Nueva Zelanda está formada por dos islas principales, alineadas de norte a sur ocupando más de mil kilómetros a lo largo, como desde Paris a Cádiz. Por esta razón, disfruta de muchos climas diferentes, que sumados a sus increíbles paisajes le dan ese halo de tierra maravillosa e inalcanzable. Solo hace unos ochocientos años que está poblada, cuando llegaron allí los maoríes, una de los cientos de tribus que se fueron repartiendo y repoblando todo el Océano Pacífico. Crearon una cultura propia muy ligada a la tierra, rica en rituales y tradiciones. En el siglo XVIII apareció el Capitán Cook y puso las islas a disposición del Imperio Británico que, a sangre y fuego, doblegó a los guerreros maoríes, sin llegar a colocarlos al borde de la desaparición, como ocurrió con los aborígenes de Australia. Hoy son el 20% de la población.

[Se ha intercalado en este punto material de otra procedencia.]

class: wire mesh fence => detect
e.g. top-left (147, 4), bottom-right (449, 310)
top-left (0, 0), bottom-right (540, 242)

Nueva Zelanda es de una belleza extraña. Es tierra de volcanes, bosques de hadas, de cien especies de helechos (el emblema nacional) glaciares, geiseres, lagos de colores o de barro ardiente… por eso fue elegida para rodar aquí el Señor de los Anillos, como si fuera el país de Nunca Jamás.
En el suroeste de la Isla Sur está el Parque Nacional de Fiordland y allí encontramos el fiordo más maravilloso de todos, Milford Sound. Ya hace más de cien años que el Nobel británico Ruydard Kipling escribió que era la octava maravilla del mundo. Hoy su publicidad turística dice que es el rincón más bonito de la Tierra. Todos me recomendaban que no dejara Nueva Zelanda sin visitar Milford Sound. Sin embargo, yo miraba los folletos turísticos y apenas aparecía alguna foto con alguna cascada bonita, pero sin mayor interés, en una tierra plena de lugares muy llamativos.
Es un gran fiordo cerrado que solo tuvo acceso por mar hasta los años 30 del pasado siglo en que el gobierno, para dar trabajo público en la gran recesión, financió un enorme y siniestro túnel que conduce hasta el fiordo desde el interior de la isla. Sorprendentemente el túnel aparece en la pared de un enorme acantilado que deja sin respiración, hasta que poco a poco el autobús va descendiendo sinuosamente a través de paisajes inigualables.
Se abre al Mar de Tasmania y es una de las zonas más lluviosas del planeta con más de 7000 litros anuales. Pensemos que en Santiago de Compostela recogen 1200 litros. Como es normal, conocí Milford Sound bajo un intenso aguacero. “… Si para de llover, me dijeron, puede empezar a nevar”. Pensando en la carretera de retorno …era mejor que continuara lloviendo.
La carretera va recorriendo el fiordo dejando a ambos lados un sinfín de cascadas que se precipitan desde cientos de metros. Es un festival de agua y de verdes. Todos íbamos callados y con la nariz pegada al cristal. Cuando se llega hasta el agua un barco proporciona un recorrido a lo largo de los 15 kilómetros de fiordo. Aquí se refugiaban los barcos balleneros cuando el Mar de Tasmania se ponía bravo, cosa frecuente. Y aquí se refugiaría Manuel José de Frutos, el segoviano de Valverde del Majano, que remató su vida de cazador de ballenas por estas tierras en 1835, hallando consuelo con sus cinco esposas maoríes. Tuvo nueve hijos que fundaron el clan de los Paniora (españoles, en maorí). Hoy sabemos, tras su hermanamiento con el pueblo segoviano, que tiene … 16000 descendientes, repartidos por muchos mares. ¡Vaya espermatozoides balleneros!
El barco sigue el sinuoso trazado del fiordo entre impresionantes acantilados de los que siguen descolgándose infinitas cascadas, de todo tipo, formas y colores. El viento juega con ellas levantando por los aires lo que sería el caudal de un gran río mesetario. Cuando estaba embelesado, empapado hasta los huesos, mirando a un lado… perdón, a babor y a estribor, oí comentar a una pareja francesa: “ es el lugar más bonito en que he estado”. Eso mismo estaba yo pensando, en ese instante de agua, viento y belleza sin límites. No hay ninguna foto que pueda expresar esta inmensidad. Ahora entendía las anodinas fotos de los folletos. Acantilados, cascadas, bosques colgantes, rocas verdes de musgo, playas con focas… y agua, mucha agua en todas sus formas y colores. En el viaje de vuelta, todo el mundo iba callado, como abrumados por lo que habíamos visto y recolocándolo en algún rincón especial del cerebro.